2日目は朝から小雨が降っていましたが、参加者は雨具を着て田植えに臨みました。素足で入った田んぼの泥の感触や、ときどき腰をのばして眺める景色を味わいながら、田植え作業は約1時間半で終了しました。
「昔は1人で1日1反植えて初めて1人前と言われた」という地元の人の話をふりかえり、「1人前にはほど遠いなあ」と話していました。

作業の後の昼食は、地元の人が用意してくれた昔ながらのヌカ釜炊きのご飯、ワラビとニシンのみそ汁や漬け物など。参加者は何杯もおかわりしていました。

参加者からは、「村の人の知識が素晴らしかった」「本来あるべき自然と人間の姿を垣間見た気がした」「参加している人たちとのつながりを感じた」などの感想が寄せられました。

溝切り始まる

溝切りの筋がはっきり分かる「オーナー田んぼ」
溝切りの筋がはっきり分かる「オーナー田んぼ」

暖かな陽気に支えられ、稲は30センチ前後にも生長してきました。一部では、「溝切り」が始まっています。
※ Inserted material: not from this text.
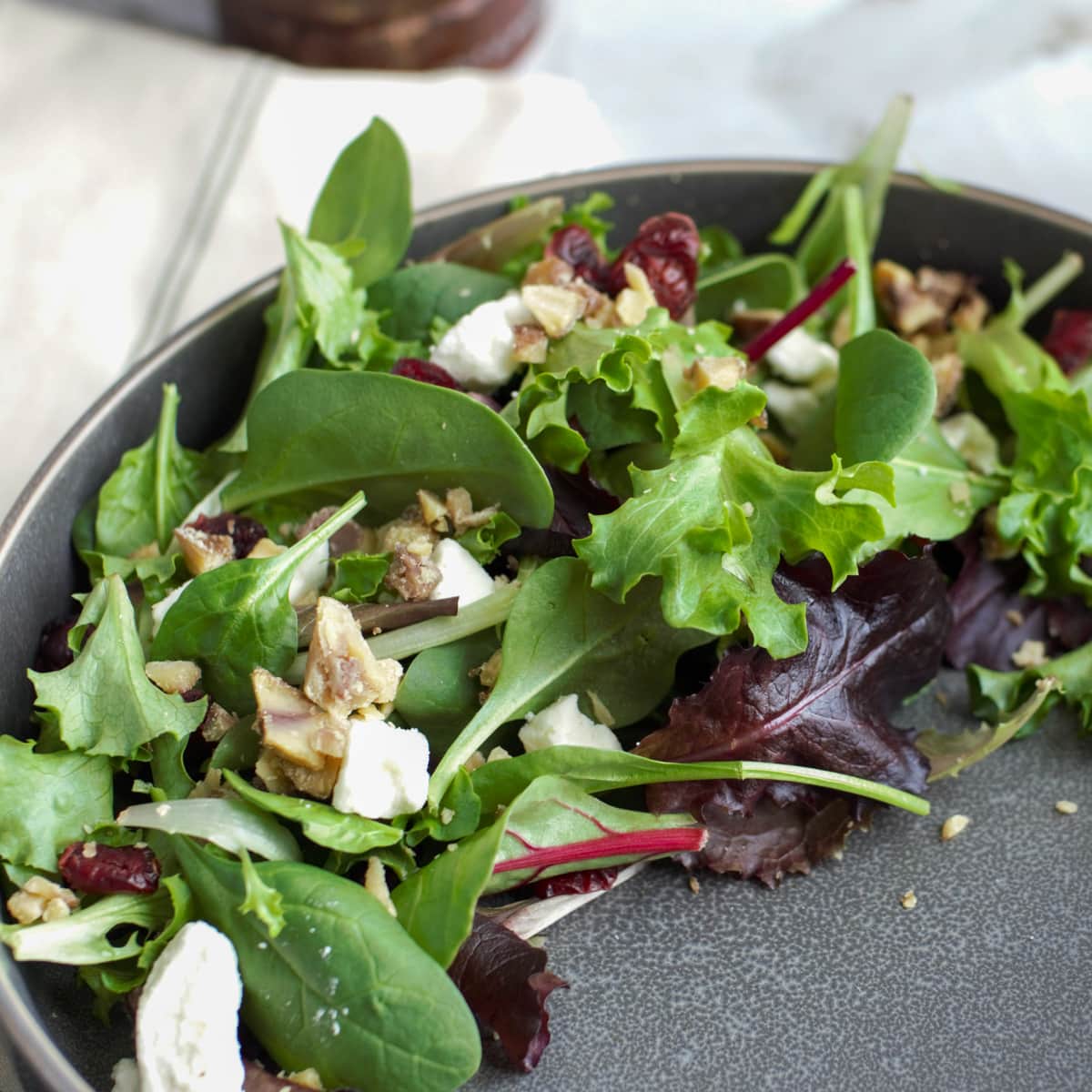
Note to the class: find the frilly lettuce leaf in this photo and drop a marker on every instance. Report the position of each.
(716, 522)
田んぼの稲はどんどんと生長しています。水不足もようやく回復の兆しです。早い時期に田植えを終え、途中で水が切れることもなかった「オーナー田んぼ」は、順調な成育です。

稲は株がどんどんと太くなり、茎の本数は20本以上になっているように見えます。

田んぼには、溝が切ってありました。
収穫時にコンバインが入ってもぬかるまないように、田んぼを固く締めるための作業だそうです。同時に、稲も水を抜くことで、さらに水を求めて根を深く伸ばすので秋に稲穂を付けた際に倒れてしまう「倒伏」を防ぐことにもつながるということです。
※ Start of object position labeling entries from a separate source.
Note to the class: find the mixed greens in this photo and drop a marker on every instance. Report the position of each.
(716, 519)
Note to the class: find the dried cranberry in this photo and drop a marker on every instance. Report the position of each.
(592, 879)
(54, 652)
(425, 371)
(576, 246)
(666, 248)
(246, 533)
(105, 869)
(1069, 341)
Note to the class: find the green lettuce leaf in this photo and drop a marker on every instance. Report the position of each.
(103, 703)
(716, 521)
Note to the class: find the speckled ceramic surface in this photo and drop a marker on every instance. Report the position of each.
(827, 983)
いったん水を切った後は、これまでのように水をずっと張り続けるのではなく、水をかけてそのまま放置し、乾いたらまた水をかけるというサイクルに入るとのことです。

田んぼのはじっこでは、アヤメがきれいな花を咲かせています。
田んぼのはじっこでは、アヤメがきれいな花を咲かせています。

梅雨入りしました

ようやく曇り空。稲も元気です。
ようやく曇り空。稲も元気です。

新潟地方はようやく6月19日に入梅。平年より9日遅れだそうです。
ようやく新潟地方も梅雨になり、時折雨がぱらつくようになりました。
が、まだまだため池はからっぽです。本格的な雨が欲しいと農家のみんなは天を仰いでいます。
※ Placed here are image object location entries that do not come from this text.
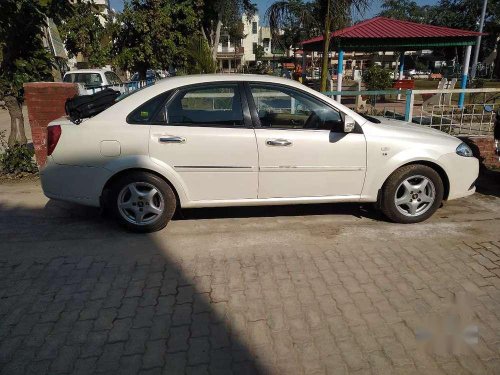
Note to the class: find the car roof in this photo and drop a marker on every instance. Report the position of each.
(88, 71)
(221, 77)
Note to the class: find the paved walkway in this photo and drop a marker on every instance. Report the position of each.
(280, 290)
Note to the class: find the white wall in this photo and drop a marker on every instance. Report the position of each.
(250, 38)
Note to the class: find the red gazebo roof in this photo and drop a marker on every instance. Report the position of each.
(388, 28)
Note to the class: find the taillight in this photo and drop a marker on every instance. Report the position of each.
(53, 135)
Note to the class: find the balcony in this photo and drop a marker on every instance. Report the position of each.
(229, 51)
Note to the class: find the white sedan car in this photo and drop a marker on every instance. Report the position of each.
(240, 140)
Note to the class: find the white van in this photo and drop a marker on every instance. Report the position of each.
(91, 80)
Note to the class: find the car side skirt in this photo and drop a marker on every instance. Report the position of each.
(278, 201)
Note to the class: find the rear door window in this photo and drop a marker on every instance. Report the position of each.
(213, 105)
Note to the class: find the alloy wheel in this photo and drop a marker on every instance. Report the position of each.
(415, 196)
(140, 203)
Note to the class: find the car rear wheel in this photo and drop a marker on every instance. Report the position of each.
(142, 202)
(412, 194)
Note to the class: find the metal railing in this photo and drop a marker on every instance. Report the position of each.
(469, 119)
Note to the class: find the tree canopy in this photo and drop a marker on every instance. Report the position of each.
(84, 32)
(23, 57)
(154, 34)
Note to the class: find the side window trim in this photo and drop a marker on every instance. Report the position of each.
(255, 114)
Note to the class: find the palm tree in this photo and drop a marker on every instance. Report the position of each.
(324, 15)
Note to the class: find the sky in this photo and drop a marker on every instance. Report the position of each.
(262, 6)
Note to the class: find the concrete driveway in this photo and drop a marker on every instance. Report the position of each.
(282, 290)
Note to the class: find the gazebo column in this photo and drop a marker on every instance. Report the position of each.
(340, 73)
(401, 69)
(401, 65)
(465, 71)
あまり雨がないので、せっかく代かきした田んぼもまた固まってしまい、再度の代かきができないまま、田植えがずるずると後回しになっている田んぼもあります。

稲の苗は、田植えした時に比べて、茎がいくつも出てきて水面がかなり見えなくなりつつあります。

あぜにはきれいな花も咲いています。
あぜにはきれいな花も咲いています。